Doesn't it feel great to be the first? Send me the support case # pls. [email protected]

James_Littlefield · ‎2012-05-10

Let's not forgot...

The early bird gets the worm, but the second mouse gets the cheese

dgwilhelm · ‎2012-04-12

Are you running OnCommand? There are some reports in there that may help point to the culprit.
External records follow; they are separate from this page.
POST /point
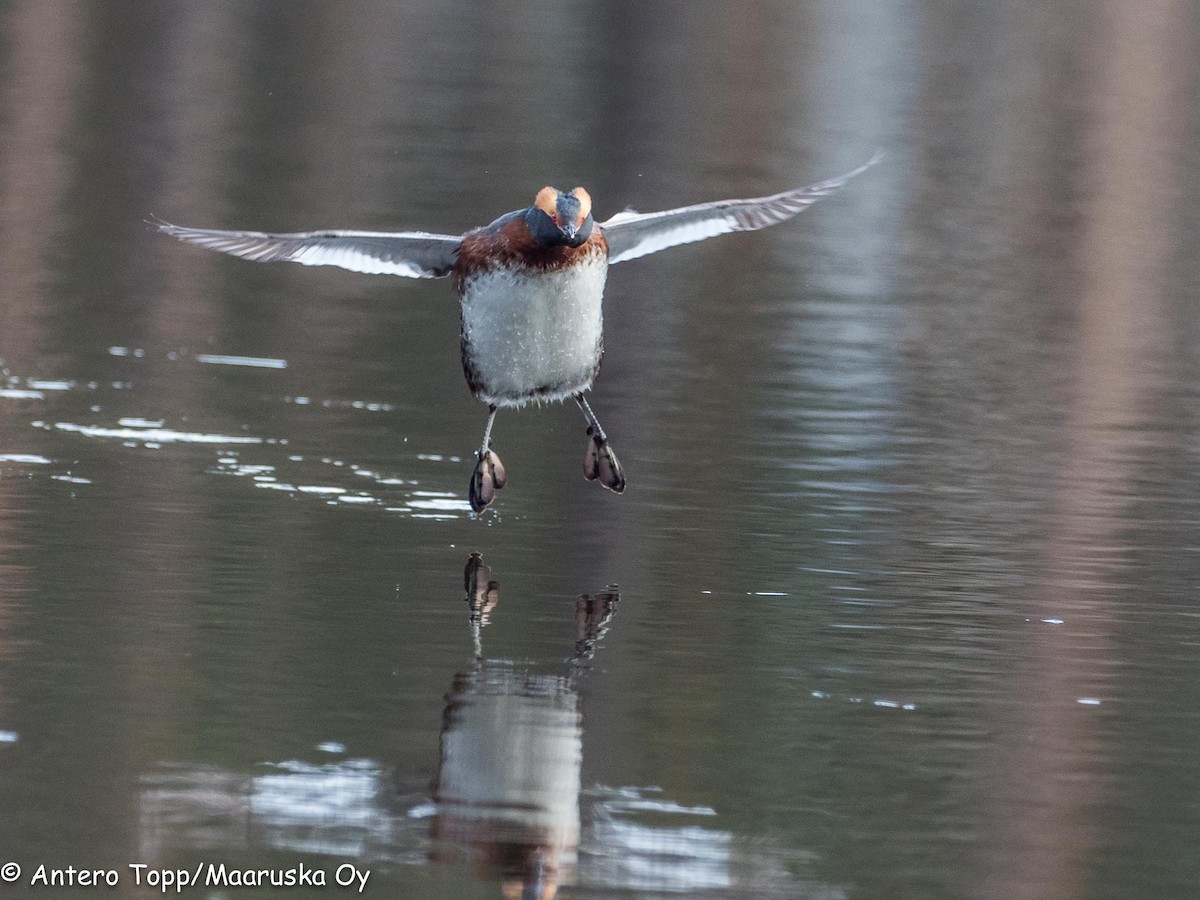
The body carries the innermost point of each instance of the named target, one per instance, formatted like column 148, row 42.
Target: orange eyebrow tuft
column 585, row 199
column 547, row 202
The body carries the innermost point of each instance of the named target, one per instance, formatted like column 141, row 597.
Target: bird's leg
column 489, row 475
column 599, row 462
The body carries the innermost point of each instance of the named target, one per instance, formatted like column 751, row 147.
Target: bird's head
column 558, row 219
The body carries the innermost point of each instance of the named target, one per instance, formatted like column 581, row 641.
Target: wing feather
column 413, row 255
column 635, row 234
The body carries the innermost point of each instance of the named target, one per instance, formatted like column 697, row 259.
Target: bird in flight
column 529, row 286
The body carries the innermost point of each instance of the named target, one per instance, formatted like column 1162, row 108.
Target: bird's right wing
column 636, row 234
column 413, row 255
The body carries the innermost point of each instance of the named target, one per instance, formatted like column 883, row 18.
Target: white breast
column 533, row 335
SATISH_PAMARTHI1983 · ‎2014-11-25

Hi DGWILHELM,

may i know on how to check using the oncommand reports for performance case.

Thanks in advance,

Satish.

tom_bailey · ‎2012-05-11

Did you get a resolution to this issue? Interested to know if it was a bug or just a quirk of DOT.

c_beseler · ‎2012-05-11

After 3 weeks we've got a solution for the problem. It is definitely a BUG, but Netapp Engineering told us that is rare case. The BUG is also in ONTAP8.1 GA release and appear mostly with the use of snapvault. Netapp has only 3 customers world wide with the problem. If you got the same trouble, open a case at Netapp. Regards

smorganarrisi · ‎2012-05-11

Hey, we have the same thing on our new 2240-2. Initially I was told by support that the 100% CPU was normal (strange I know). I actually referred the tech to this article and said we are hitting BURT 590193. Curious if that is the same as you guys.

Our filer is nothing but a snapmirror target at this time, destination for only about 15 relationships.